# Magazines in Madrid



## Pesky Wesky (May 10, 2009)

This is going to test the powers of the forum.
I've been asked by a friend to see if anyone knows where she might be able to buy the magazines *Red* and _*Easy Living*_ in Madrid...
They used to have some magazines in Booksellers. Anybody know if they still do??


----------



## jojo (Sep 20, 2007)

My powers are limited to Málaga LOL!!! Sorry 


Jo xxx


----------



## Pesky Wesky (May 10, 2009)

jojo said:


> My powers are limited to Málaga LOL!!! Sorry
> 
> 
> Jo xxx


Yeah, she's pretty keen, but I don't think the 600km trip is worth it myself!!


----------



## Tallulah (Feb 16, 2009)

Pesky Wesky said:


> Yeah, she's pretty keen, but I don't think the 600km trip is worth it myself!!

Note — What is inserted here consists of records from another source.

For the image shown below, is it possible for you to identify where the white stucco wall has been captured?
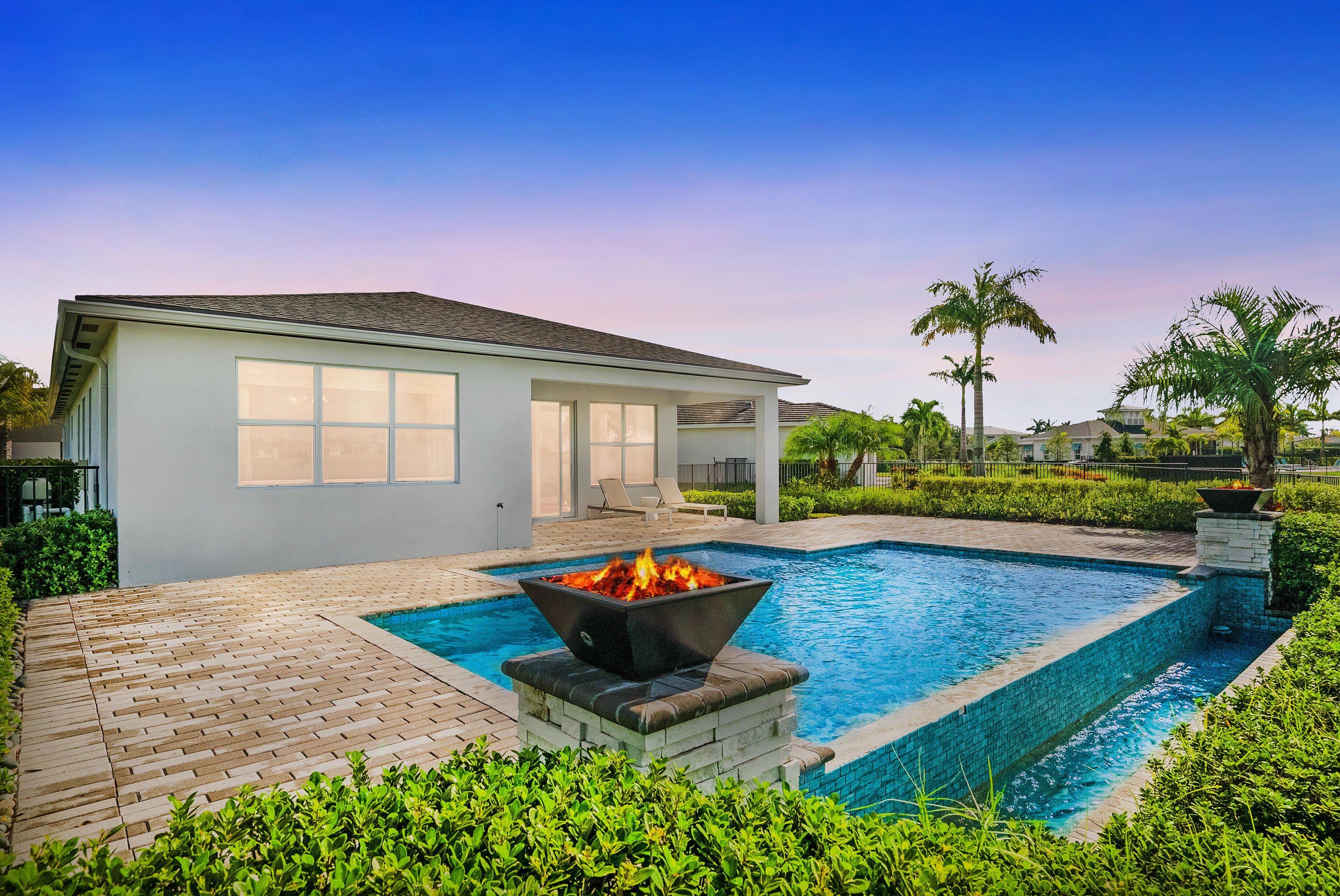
[89,322,776,585]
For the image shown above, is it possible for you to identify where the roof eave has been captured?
[52,300,809,386]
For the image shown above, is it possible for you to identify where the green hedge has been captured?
[0,507,117,600]
[0,568,19,793]
[787,475,1205,532]
[1272,509,1340,609]
[683,491,815,522]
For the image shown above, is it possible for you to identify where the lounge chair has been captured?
[657,475,730,519]
[587,479,674,525]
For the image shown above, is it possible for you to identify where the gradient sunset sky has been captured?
[0,0,1340,429]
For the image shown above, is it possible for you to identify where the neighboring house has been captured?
[678,399,847,463]
[51,292,808,585]
[1020,405,1217,461]
[0,423,62,461]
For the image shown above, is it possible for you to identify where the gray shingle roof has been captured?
[75,292,800,379]
[677,399,847,426]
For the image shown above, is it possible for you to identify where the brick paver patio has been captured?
[15,514,1195,856]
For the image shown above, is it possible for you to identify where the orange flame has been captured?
[543,548,726,600]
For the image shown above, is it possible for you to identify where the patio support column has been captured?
[753,393,781,522]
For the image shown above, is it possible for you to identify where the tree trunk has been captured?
[973,334,986,475]
[958,383,967,463]
[1242,419,1280,489]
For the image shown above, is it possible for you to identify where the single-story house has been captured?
[677,399,847,463]
[50,292,808,585]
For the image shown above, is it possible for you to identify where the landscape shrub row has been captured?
[785,475,1222,532]
[10,576,1340,896]
[1272,509,1340,609]
[683,491,815,522]
[0,568,19,794]
[0,507,117,600]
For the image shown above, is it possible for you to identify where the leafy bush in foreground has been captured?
[0,507,117,600]
[683,491,815,522]
[1272,514,1340,609]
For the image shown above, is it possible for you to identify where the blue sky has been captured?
[0,0,1340,429]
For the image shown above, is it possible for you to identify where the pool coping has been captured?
[343,538,1203,771]
[1061,628,1298,842]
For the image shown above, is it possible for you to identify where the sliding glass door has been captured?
[531,402,576,519]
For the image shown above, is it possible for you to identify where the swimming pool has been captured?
[370,545,1186,742]
[996,633,1274,832]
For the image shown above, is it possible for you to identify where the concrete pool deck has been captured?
[13,514,1195,856]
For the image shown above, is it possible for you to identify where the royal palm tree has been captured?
[903,398,949,462]
[913,261,1056,475]
[0,355,47,459]
[931,355,996,463]
[1308,396,1335,466]
[1116,285,1340,487]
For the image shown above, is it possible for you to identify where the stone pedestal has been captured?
[1195,510,1284,573]
[502,647,815,793]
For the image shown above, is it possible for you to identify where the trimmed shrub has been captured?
[683,491,815,522]
[0,507,117,600]
[0,456,83,525]
[788,475,1205,532]
[1272,509,1340,609]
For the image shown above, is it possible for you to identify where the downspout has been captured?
[60,339,111,506]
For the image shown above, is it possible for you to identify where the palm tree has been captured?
[0,355,47,459]
[931,355,996,463]
[1274,402,1308,454]
[1116,285,1340,487]
[903,398,949,462]
[911,261,1056,475]
[842,411,907,485]
[783,414,848,478]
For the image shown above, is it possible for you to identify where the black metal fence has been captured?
[679,461,1265,490]
[0,463,99,526]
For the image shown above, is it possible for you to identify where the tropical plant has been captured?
[1116,285,1340,487]
[911,261,1056,474]
[902,398,949,461]
[931,355,996,463]
[842,411,907,486]
[1274,402,1308,451]
[1308,396,1335,466]
[0,355,47,458]
[1047,430,1075,461]
[986,433,1018,462]
[783,411,907,485]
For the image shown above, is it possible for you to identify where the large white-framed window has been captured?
[591,402,657,485]
[237,358,458,486]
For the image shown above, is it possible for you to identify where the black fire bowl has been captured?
[519,576,772,682]
[1195,489,1274,513]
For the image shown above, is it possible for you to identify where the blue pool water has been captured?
[370,546,1181,742]
[996,635,1272,830]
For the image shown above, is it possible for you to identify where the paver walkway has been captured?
[15,514,1195,856]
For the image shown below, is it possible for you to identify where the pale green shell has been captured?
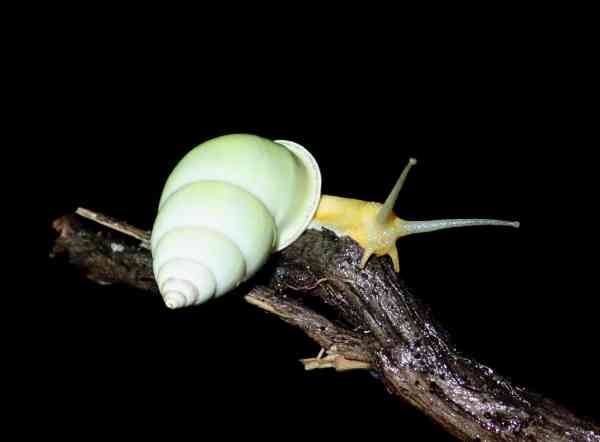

Do they not do overseas subscriptions, PW? If not, perhaps she could ask her local friendly libreria to get them in for her - mine will if I wish - of course then it's a little more pricey for them, but......


----------



## Pesky Wesky (May 10, 2009)

Tallulah said:


> Do they not do overseas subscriptions, PW? If not, perhaps she could ask her local friendly libreria to get them in for her - mine will if I wish - of course then it's a little more pricey for them, but......


Yes, they probably do have subscriptions, but I think there's a bit of a "husband problem" if you know what I mean. It's different to spend 5€ cash than to see a bill for a years' subscription...


----------



## Tallulah (Feb 16, 2009)

Pesky Wesky said:


> Yes, they probably do have subscriptions, but I think there's a bit of a "husband problem" if you know what I mean. It's different to spend 5€ cash than to see a bill for a years' subscription...


Ah, I see. Say no more. The upside of subscriptions though (esp. for a year's worth) is that often large discounts are available. Cheaper in the long run


----------



## chris(madrid) (Mar 23, 2008)

Google "english bookshop madrid"


----------